Aktuelle Branchenlösungen

Österreich:

Die Bauverbände haben in Zusammenarbeit mit der zuständigen Abteilung der Arbeitsinspektion eine Branchenlösung für die praxisgerechte Handhabung von Quarzfeinstaub auf Baustellen ausgearbeitet. Der Kern der Branchenlösung ist eine Best-Practice-Liste mit Arbeitsverfahren am Bau, bei denen typischerweise Staub entsteht. Dabei wird im Detail beschrieben, mit welchen Arbeitsweisen das Staub- und somit auch das Aufkommen von Quarzfeinstaub reduziert bzw. minimiert werden kann.
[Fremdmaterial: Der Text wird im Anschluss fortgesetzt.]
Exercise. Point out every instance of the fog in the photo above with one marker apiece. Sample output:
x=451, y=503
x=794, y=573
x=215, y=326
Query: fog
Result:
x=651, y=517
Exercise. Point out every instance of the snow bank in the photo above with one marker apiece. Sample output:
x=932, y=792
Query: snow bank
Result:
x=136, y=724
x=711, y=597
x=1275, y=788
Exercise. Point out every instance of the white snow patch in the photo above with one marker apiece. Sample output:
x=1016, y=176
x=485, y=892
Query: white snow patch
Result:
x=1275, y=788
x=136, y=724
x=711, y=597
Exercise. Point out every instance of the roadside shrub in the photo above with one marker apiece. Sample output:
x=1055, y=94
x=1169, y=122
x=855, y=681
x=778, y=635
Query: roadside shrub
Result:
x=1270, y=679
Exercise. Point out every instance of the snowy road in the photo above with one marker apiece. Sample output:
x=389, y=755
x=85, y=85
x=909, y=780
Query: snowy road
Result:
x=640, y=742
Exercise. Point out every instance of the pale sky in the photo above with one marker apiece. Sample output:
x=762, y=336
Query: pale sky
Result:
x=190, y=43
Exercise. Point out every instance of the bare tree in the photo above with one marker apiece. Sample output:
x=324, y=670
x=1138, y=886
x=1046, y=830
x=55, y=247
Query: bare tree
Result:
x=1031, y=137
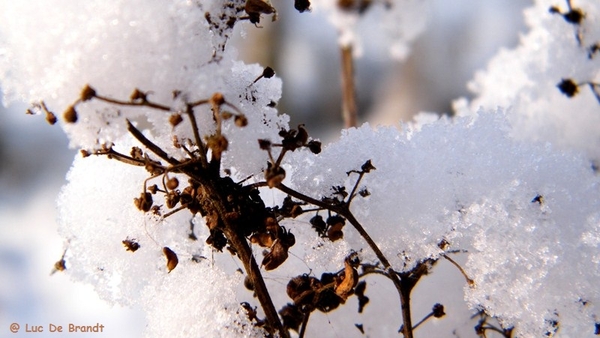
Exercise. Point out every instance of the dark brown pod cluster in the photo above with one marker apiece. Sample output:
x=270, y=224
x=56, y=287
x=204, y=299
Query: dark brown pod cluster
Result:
x=332, y=228
x=254, y=9
x=309, y=293
x=278, y=252
x=131, y=245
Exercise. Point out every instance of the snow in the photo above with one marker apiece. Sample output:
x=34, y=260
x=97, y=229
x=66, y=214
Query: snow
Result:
x=511, y=182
Die österreichische Branchenlösung ist in der Mappe „Sicherheit am Bau 2020“ im Kapitel D 26, „Arbeiten mit Quarzfeinstaub“, abgebildet.

Deutschland:

In Deutschland haben sich vor einigen Jahren Bauverbände, die Bau-Gewerkschaft, die Berufsgenossenschaft der Bauwirtschaft, das Bundesministerium für Arbeit und Soziales sowie weitere Institutionen und Organisationen auf gemeinsame Aktivitäten zur Staubminimierung beim Bauen verständigt und zum Aktionsprogramm „Staubminimierung beim Bauen“ zusammengeschlossen. Ziel des mehrjährigen Programms war die Ausarbeitung von Informationen und Handlungshilfen zur Staubvermeidung auf Baustellen. Ergebnis ist eine Reihe von Branchenlösungen und Handlungsanleitungen für verschiedene Baubereiche, wie z.B. Abbruch- und Rückbauarbeiten, Straßen- und Tiefbau, Leitungsbau oder Tunnelbau. Diese stehen im Internet auf der zentralen Seite www.staub-war-gestern.de zum Download zur Verfügung.

Europa:

Die jüngste Branchenlösung zur Vermeidung von Quarzfeinstaub wurde von den europäischen Sozialpartnern der Bauwirtschaft (Europäischer Bauwirtschaftsverband FIEC und Europäische Baugewerkschaft EFBWW) ausgearbeitet und im Jänner 2022 veröffentlicht. Diese Ausarbeitung trägt den Titel „Weniger Quarzstaub auf Baustellen“ und stellt einen Leitfaden für gute Praktiken zur Staubvermeidung dar, die nach Berufen und Tätigkeiten geordnet sind. Die Besonderheit dieser europäischen Branchenlösung ist, dass auf 36 Seiten neben den Tätigkeitsbereichen des Bauhauptgewerbes auch zahlreiche Bauneben- und Ausbaugewerbe abgedeckt sind. Sie steht in 12 Sprachen auf den Internetseiten der FIEC und der EFBWW sowie auf der Homepage der Geschäftsstelle Bau zum Download bereit (www.bau.or.at/arbeitssicherheit).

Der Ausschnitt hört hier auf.